Même la Cour des comptes européenne s’inquiète. Elle a lancé lundi un audit pour déterminer si les investissements de la Commission européenne permettront à l’Europe de se hisser au rang de leader mondial.
L’Europe veut protéger ses citoyens avec le futur AI Act
L’Europe dispose cependant d’une arme puissante : le futur AI Act, première régulation globale au monde. Objectif, protéger ses citoyens, leur vie privée et la démocratie. Une première mouture pourrait être votée au Parlement européen en avril, pour une application en 2025.
Le principe est celui d’une certification préalable pour toutes les IA classées « à hauts risques », catégorie encore floue – le cas des IA génératives reste à trancher. Sans ce sésame, elles seront interdites en Europe.
Ce bouclier peut brider les appétits américains et chinois mais tout autant les innovations européennes. « La Commission a évalué le coût de cette certification à 300.000 euros », alerte Anissa Kemiche, qui représente à Bruxelles la fédération professionnelle française Numeum. « Il faudra avoir le tampon pour être mis sur le marché. C’est une démarche inverse de celles des Américains… Google et Microsoft arriveront avec mille juristes mais comment fera la petite start-up ? », martèle Françoise Soulié-Fogelman.
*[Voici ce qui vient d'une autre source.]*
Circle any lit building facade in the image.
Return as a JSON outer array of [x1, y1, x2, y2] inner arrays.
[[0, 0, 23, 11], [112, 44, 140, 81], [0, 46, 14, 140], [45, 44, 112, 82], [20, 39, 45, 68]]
Elles disposeront probablement d’un délai d’expérimentation, dit « bac à sable » (« sandbox »).
« Ces règlementations peuvent aider à créer tout un écosystème local, avec approvisionnement de puces et IA de proximité », relève le directeur général d’Intel France, Erwan Montaux. Intel ouvrira en Allemagne en 2024 une méga-usine de semi-conducteurs de 20 milliards d’euros.